I created my own implementation of merge sort, I tested it that it works. How ever I am not sure if it's O(N Log(N)) as it should be, or it's O(N^2), can you please look at my code and tell?

SortedList 

public abstract class SortedList {
    public final ArrayList<Integer> params = new ArrayList<Integer>();

    public void add(int... params) {
        for (int parameter : params) {
            this.params.add(parameter);
        }
    }

    abstract public void sort();

    public void print() {
        for (int parameter : params) {
            System.out.print(parameter + " ");
        }
        System.out.println();
    }
}

MargeSort 

public class MargeSort extends SortedList{

    private int buffer[];

    @Override
    public void sort() {
        buffer = new int[params.size()];
        for(int i = 1; i < params.size(); i *= 2){
            sort(i);
        }
    }

    private void sort(int interval) {
        for(int i = 0; i < params.size() - interval; i += interval * 2){
            sort(i, i + interval, interval);
        }
    }

    private void sort(int index1, int index2, int interval) {
        int startingIndex = index1;
        int index1MaxValue = index1 + interval;
        int index2MaxValue = index2 + interval;
        if(index2MaxValue >= params.size()){
            index2MaxValue = params.size();
        }
        int counter = 0;

        for(counter = 0; index1 < index1MaxValue && index2 < index2MaxValue; counter++){
            int param1 = params.get(index1);
            int param2 = params.get(index2);
            if(param1 < param2){
                buffer[counter] = param1;
                index1++;
            }
            else{
                buffer[counter] = param2;
                index2++;
            }
        }
        int index, indexMaxValue;
        if(index1 < index1MaxValue){
            index = index1;
            indexMaxValue = index1MaxValue;
        }
        else{
            index = index2;
            indexMaxValue = index2MaxValue;
        }

        while(index < indexMaxValue){
            int param = params.get(index);
            buffer[counter] = param;
            index++;
            counter++;
        }

        for(int i = 0; i < interval * 2 && i + startingIndex < params.size(); i++){
            params.set(i + startingIndex, buffer[i]);
        }
    }
}

1 answers

solution1
 2 ACCPTED  2014-03-20 10:03:35

sort(int) is called lg N times, where N = params.size() . [ lg N here and everywhere further means ceil(lg N) ]

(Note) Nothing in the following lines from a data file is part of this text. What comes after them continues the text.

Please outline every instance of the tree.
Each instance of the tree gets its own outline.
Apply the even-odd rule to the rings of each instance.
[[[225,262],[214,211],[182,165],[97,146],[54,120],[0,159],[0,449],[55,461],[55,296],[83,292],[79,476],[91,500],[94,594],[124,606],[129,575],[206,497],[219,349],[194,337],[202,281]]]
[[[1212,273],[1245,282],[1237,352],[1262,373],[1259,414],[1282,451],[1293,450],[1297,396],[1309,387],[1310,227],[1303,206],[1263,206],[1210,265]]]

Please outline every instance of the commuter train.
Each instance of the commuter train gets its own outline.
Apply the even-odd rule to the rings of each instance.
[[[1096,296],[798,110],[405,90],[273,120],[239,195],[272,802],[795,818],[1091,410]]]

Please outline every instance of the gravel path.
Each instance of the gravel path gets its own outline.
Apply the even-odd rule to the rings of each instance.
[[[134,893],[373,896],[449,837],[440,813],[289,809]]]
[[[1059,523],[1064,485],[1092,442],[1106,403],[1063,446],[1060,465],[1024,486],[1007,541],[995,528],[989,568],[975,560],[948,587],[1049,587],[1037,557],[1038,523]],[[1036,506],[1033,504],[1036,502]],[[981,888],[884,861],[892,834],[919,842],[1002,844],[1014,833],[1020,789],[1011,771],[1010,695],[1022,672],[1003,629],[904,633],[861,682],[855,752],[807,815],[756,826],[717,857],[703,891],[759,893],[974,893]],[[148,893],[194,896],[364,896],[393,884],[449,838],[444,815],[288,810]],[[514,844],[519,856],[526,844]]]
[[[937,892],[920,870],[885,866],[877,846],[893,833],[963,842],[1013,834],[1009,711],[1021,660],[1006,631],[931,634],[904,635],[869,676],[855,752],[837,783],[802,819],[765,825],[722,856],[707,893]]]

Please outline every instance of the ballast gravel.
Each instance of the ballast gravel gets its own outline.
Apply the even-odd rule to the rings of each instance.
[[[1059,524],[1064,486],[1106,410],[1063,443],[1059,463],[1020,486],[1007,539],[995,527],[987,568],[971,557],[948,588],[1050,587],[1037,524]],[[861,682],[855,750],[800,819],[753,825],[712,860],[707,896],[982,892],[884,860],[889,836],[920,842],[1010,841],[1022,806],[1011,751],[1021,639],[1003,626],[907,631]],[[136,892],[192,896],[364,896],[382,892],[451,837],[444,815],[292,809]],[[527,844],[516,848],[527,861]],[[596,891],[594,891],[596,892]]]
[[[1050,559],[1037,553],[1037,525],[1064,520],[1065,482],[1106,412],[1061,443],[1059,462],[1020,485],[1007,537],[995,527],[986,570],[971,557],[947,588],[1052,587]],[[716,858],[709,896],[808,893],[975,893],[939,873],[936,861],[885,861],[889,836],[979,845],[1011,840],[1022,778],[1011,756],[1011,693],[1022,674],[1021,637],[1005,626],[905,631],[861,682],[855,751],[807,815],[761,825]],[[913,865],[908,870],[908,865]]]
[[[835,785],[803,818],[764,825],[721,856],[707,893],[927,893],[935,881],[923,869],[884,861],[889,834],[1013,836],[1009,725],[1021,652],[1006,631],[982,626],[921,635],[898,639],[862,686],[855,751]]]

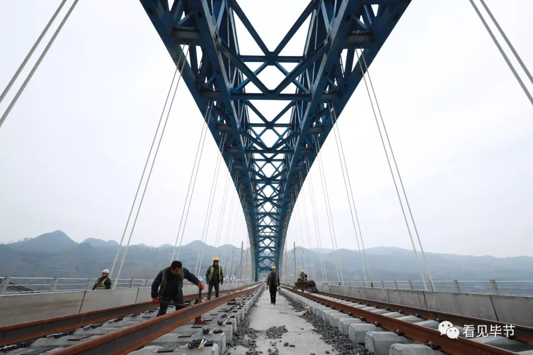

Loop in sort(int) loops N / (interval / 2) times, where interval in [1 .. lgN] , calling sort(...) , which takes nr of steps, which is lineary depends on its' interval arg.

So, nr of steps is:

Sigma(k in from 1 to lgN): (N / (interval / 2)) * (C * interval) = C * N/2 * Sigma(1..lgN) 1 = C * N * lgN /2

[ C is constant for accounting of inner sort(...) cost ]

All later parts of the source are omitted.